In de politieke economie duidt een voortdurend veranderend vocabulaire er doorgaans op dat er sprake is van oude wijn in nieuwe zakken. Zulke modieuze begrippen kunnen bovendien verbloemen dat er sprake is van een voorgestane beleidswende, waarbij moeilijke afruilen spelen die dikwijls tegenstrijdig zijn. Woorden kunnen gebruikt worden om te verhullen.

Peter van Bergeijk is emeritus hoogleraar aan de Erasmus Universiteit Rotterdam

We zitten nu in een fase van herlevend neomercantilisme. De Europese Unie streeft ‘strategische autonomie’ na, waar Trump ‘America First’ propageerde, Johnson ‘Brexit’ entameerde, Biden zijn ‘Outbound Investment Program’ ontwikkelde en Xi het ‘China 2025‘-beleid op poten zette. Het is altijd makkelijker het protectionisme bij anderen te herkennen dan bij jezelf.

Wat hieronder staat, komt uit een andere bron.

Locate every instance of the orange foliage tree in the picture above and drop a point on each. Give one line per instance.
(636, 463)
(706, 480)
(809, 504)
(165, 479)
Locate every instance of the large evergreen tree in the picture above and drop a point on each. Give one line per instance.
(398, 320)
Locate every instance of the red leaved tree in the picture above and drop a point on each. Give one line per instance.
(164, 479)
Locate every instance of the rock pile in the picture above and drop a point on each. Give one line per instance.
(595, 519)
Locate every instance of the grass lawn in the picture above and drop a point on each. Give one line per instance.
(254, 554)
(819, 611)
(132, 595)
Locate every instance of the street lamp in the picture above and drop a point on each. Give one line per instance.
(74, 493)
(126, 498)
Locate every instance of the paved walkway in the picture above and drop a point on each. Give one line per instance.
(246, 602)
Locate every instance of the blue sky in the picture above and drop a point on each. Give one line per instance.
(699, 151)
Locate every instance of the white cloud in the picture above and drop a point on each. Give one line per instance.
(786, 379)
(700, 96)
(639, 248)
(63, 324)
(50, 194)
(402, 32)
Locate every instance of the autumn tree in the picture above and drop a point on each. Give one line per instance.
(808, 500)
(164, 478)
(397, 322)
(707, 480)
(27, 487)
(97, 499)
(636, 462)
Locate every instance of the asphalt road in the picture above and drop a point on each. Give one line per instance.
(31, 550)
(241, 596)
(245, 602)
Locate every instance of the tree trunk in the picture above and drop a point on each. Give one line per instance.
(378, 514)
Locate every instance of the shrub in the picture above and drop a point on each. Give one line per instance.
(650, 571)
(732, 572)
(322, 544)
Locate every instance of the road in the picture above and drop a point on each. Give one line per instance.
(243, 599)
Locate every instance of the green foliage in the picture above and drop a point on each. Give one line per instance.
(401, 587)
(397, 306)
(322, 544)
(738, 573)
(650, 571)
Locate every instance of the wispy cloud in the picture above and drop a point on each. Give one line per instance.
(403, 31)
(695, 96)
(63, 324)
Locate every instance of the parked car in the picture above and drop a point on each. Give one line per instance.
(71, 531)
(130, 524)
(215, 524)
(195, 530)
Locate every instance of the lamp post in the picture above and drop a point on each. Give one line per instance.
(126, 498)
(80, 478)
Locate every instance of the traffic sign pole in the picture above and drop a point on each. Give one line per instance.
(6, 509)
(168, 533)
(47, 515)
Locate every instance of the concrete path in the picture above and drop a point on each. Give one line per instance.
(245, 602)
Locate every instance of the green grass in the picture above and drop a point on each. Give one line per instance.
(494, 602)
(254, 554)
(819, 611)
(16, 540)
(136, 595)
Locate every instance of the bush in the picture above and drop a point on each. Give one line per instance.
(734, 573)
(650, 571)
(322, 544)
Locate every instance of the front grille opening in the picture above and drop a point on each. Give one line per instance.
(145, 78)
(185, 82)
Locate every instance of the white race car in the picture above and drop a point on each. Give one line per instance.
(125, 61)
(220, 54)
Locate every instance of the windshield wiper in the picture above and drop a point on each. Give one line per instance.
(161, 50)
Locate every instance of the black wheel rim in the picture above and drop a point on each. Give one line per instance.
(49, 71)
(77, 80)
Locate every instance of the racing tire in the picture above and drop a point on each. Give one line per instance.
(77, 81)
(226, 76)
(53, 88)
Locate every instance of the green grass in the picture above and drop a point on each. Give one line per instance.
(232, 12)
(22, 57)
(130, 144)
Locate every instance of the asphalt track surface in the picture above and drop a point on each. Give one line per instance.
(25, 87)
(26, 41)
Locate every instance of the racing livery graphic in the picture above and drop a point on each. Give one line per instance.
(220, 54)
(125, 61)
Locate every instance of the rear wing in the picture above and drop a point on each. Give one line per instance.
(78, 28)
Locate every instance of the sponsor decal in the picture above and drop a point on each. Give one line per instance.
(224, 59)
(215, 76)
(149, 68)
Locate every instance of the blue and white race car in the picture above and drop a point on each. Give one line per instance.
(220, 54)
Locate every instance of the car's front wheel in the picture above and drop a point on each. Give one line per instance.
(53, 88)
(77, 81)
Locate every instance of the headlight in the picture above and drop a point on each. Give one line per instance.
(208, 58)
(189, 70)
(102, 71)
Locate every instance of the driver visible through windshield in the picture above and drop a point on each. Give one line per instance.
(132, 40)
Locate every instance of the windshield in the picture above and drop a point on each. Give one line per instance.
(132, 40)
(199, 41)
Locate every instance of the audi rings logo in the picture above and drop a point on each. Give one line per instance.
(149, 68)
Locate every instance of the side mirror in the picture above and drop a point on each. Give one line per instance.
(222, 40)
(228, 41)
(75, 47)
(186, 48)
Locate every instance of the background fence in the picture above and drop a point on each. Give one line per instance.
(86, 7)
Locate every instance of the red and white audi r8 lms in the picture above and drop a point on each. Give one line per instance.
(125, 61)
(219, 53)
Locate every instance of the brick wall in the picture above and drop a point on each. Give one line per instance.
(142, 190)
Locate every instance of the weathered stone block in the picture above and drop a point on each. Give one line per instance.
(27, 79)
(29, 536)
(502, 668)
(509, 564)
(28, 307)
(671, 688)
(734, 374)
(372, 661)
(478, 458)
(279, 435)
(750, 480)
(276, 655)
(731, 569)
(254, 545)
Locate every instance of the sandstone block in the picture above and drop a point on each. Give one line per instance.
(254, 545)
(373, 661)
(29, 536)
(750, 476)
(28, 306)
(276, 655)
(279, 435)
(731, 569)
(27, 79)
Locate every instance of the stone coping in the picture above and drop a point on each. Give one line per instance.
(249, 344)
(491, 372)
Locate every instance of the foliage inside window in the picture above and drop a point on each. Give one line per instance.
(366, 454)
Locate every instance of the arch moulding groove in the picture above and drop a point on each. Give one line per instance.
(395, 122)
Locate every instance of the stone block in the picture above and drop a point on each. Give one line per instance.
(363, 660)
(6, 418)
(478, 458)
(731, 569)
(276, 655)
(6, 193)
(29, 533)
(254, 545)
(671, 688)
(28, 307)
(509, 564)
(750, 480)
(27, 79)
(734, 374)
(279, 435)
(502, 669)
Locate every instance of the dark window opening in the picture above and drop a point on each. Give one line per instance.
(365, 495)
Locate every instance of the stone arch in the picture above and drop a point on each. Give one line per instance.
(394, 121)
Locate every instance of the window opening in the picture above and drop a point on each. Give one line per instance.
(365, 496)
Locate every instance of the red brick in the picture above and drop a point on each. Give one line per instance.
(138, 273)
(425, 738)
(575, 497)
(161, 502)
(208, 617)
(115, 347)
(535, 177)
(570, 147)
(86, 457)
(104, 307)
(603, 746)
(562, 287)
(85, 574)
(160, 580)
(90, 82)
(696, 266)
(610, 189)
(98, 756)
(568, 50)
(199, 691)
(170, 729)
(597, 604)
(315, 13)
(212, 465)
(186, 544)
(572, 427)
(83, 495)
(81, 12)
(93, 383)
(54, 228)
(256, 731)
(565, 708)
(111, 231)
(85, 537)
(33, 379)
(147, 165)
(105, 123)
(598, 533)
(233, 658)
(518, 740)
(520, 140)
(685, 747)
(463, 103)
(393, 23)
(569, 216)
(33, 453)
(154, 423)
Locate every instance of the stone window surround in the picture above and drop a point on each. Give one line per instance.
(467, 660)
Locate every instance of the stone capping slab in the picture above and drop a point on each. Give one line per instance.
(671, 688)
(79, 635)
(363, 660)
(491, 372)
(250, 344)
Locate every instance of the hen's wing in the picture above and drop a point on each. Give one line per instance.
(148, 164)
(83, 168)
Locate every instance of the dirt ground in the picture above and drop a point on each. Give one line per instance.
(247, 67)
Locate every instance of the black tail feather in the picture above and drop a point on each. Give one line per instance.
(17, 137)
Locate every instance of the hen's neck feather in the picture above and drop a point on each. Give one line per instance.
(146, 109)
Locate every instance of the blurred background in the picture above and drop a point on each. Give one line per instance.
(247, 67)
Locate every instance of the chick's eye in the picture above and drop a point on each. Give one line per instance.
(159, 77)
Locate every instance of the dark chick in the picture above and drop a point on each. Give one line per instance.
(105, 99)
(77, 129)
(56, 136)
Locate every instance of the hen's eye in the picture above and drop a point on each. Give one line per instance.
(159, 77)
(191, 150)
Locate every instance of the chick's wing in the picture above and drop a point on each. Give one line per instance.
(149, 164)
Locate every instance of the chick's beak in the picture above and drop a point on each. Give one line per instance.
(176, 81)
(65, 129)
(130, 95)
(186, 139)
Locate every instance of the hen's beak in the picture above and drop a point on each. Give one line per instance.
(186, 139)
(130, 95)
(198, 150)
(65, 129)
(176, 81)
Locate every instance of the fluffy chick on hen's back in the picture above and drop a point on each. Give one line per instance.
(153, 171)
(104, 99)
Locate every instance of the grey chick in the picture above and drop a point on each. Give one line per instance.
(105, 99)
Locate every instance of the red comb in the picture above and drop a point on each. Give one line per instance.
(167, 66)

Dit keer is de neomercantilistische oprisping extra zorgwekkend, omdat de wereld sinds de financiële crisis van 2008 steeds meer afglijdt richting deglobalisering, ook in Europa. Dit proces is nog versneld door de ervaringen van de coronalockdowns en de Russische oorlog tegen Oekraïne, waardoor beleidmakers zich de mogelijke negatieve consequenties van afhankelijkheid van andere landen steeds meer zijn gaan realiseren.

Protectionistisch beleid heeft hoge maatschappelijke kosten. Recent onderzoek van Attinasi et al. (2023) bevestigt weer eens dat het ontkoppelen van internationale waardeketens leidt tot lagere internationale handel, welvaartsverlies en hogere prijzen. De negatieve gevolgen van zulk beleid zijn voor kleinere open economieën aan de poorten van Europa en in de knooppunten van internationale waardeketens bovendien aanmerkelijk groter dan voor grotere EU-lidstaten. Voor de Nederlandse handelspolitiek is het dus extra oppassen.

Open strategische autonomie is een vaag concept dat zichzelf in de staart bijt. Het gebruik van het woord strategisch in het handelsbeleid is meestal verdacht: het suggereert dat er diep is nagedacht, dat het maar om een beperkt bereik gaat en dat het om zwaarwegende zaken gaat die van ‘strategisch belang’ zijn. Het risico van termen als strategisch is dat het per definitie belangrijk lijkt, en daardoor de kosten van dat beleid voor lief worden genomen. Autonomie is een containerbegrip, maar met positieve connotaties zoals onafhankelijkheid en zelfstandigheid, maar uiteindelijk gaat het om het beperken van het handelsverkeer. Combineer je open en strategisch met autonomie, dan klinkt dat helemaal uitstekend, maar het is natuurlijk een contradictio in terminis. Handelspolitiek kan niet tegelijkertijd open en gesloten zijn: open strategische autonomie is protectionisme in een nieuw jasje.

Literatuur

Attinasi, M.-G., L. Boeckelmann en B. Meunier (2023) The economic costs of supply chain decoupling. ECB Working Paper, 2839.